Poultry giant Venky's became the first Indian owners of an English Premier League team following their 23-million-pound takeover of Blackburn in November 2010.
The apprehension that greeted them at Ewood Park snowballed into outrage after the club's relegation from the Premier League following a 1-0 home defeat to Wigan Athletic on Monday.
La Liga club Racing Santander, who were majority owned by Indian businessman Ahsan Ali Syed, went into voluntary administration with debts of more than 33 million euros ($43 million) last year and were relegated last month.
"This is obviously a setback but I don't think it would demoralise future Indian investors," Bhaswar Goswami, executive director of sports company Celebrity Management Group, told Reuters on Thursday, after Blackburn's relegation.

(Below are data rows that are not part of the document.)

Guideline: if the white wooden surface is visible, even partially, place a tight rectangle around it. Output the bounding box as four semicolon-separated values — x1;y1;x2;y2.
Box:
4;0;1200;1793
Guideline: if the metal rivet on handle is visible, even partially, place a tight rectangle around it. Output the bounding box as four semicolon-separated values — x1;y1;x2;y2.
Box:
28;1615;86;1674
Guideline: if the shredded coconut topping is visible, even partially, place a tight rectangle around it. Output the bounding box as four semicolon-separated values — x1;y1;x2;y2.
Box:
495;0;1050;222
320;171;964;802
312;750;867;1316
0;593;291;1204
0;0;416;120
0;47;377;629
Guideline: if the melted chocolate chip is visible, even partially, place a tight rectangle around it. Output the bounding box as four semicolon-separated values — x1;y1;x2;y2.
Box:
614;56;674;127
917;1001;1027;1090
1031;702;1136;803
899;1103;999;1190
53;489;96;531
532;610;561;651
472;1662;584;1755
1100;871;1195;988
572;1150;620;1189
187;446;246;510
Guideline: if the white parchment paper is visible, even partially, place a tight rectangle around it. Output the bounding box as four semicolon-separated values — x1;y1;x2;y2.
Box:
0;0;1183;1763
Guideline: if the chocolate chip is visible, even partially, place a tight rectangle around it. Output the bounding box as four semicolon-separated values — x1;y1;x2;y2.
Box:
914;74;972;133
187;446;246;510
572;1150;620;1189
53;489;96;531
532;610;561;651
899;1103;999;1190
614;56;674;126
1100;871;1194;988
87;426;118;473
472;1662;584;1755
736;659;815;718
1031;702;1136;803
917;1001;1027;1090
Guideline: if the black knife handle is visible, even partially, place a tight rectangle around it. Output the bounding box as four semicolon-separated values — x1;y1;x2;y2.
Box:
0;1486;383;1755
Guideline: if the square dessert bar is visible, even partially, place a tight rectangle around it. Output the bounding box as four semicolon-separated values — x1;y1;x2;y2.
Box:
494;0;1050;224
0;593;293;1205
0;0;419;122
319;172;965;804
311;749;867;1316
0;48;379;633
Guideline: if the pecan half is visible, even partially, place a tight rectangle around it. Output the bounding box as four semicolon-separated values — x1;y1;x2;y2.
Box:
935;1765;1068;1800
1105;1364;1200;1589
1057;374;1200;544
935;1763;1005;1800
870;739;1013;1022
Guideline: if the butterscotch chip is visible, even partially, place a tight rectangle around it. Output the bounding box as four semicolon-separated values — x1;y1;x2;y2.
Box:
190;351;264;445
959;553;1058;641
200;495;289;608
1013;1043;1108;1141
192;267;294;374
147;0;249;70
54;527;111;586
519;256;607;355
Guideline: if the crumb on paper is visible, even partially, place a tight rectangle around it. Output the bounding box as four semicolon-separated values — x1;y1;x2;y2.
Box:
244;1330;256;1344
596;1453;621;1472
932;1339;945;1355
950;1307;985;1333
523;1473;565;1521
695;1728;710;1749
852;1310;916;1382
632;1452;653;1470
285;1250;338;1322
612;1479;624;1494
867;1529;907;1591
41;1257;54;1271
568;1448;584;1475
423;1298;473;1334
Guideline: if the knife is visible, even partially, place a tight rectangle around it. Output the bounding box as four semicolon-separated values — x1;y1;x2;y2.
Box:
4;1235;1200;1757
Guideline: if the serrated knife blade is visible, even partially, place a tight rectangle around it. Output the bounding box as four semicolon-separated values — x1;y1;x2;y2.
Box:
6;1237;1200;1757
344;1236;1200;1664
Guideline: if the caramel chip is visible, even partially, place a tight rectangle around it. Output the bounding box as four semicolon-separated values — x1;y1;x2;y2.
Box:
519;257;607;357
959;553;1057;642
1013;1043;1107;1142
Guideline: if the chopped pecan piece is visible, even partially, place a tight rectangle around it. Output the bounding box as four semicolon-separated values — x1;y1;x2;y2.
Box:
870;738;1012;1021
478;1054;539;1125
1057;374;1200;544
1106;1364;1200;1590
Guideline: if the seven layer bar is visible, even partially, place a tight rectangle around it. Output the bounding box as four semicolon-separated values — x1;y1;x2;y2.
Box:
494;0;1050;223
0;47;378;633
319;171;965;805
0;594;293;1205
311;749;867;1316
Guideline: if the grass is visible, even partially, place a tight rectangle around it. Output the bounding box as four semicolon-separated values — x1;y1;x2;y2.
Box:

"On the contrary, I think it will actually help them to look at it from a different angle. It would give them an idea how to go about the job of running a football team.
"There are well-respected corporate houses such as the Tata Group and Reliance who can do wonders. For companies that want to do business in Europe, owning a football club there is the easiest and quickest way to establish themselves," he added.
Goswami said Venky's, who critics said controlled the Blackburn administration from its headquarters in the western Indian city of Pune, did not have the right people to run the club.
"Buying a club and running that are two different things. You badly need people who can run it.
"You need both passion and expertise. I assume they had passion, otherwise why would they buy a struggling club like Blackburn? Expertise, well, if you don't have, buy that. You get it from the market."
Author and journalist Jaydeep Basu echoed Goswami.
"You may not have experience but you can always hire the right people. Some understanding is a must.
"The problem with them was that they were not embraced by the people at Lancashire and they did not try to connect with the Indian fans here either.
"They did not invite any Indian player for trial. They once offered a junior team (the opportunity) to practise at Blackburn but backed out at the last minute."
Basu praised the example of the Force India Formula One team which has Indian chief stakeholders in Kingfisher chief Vijay Mallya and the Sahara Group.
"Force India really made the effort to connect with Indian fans and managed to create that sense of attachment which did not happen with Blackburn.
"I think still Venky's got a lot out of Blackburn. It's a household name in England now, so what if for the wrong reasons?"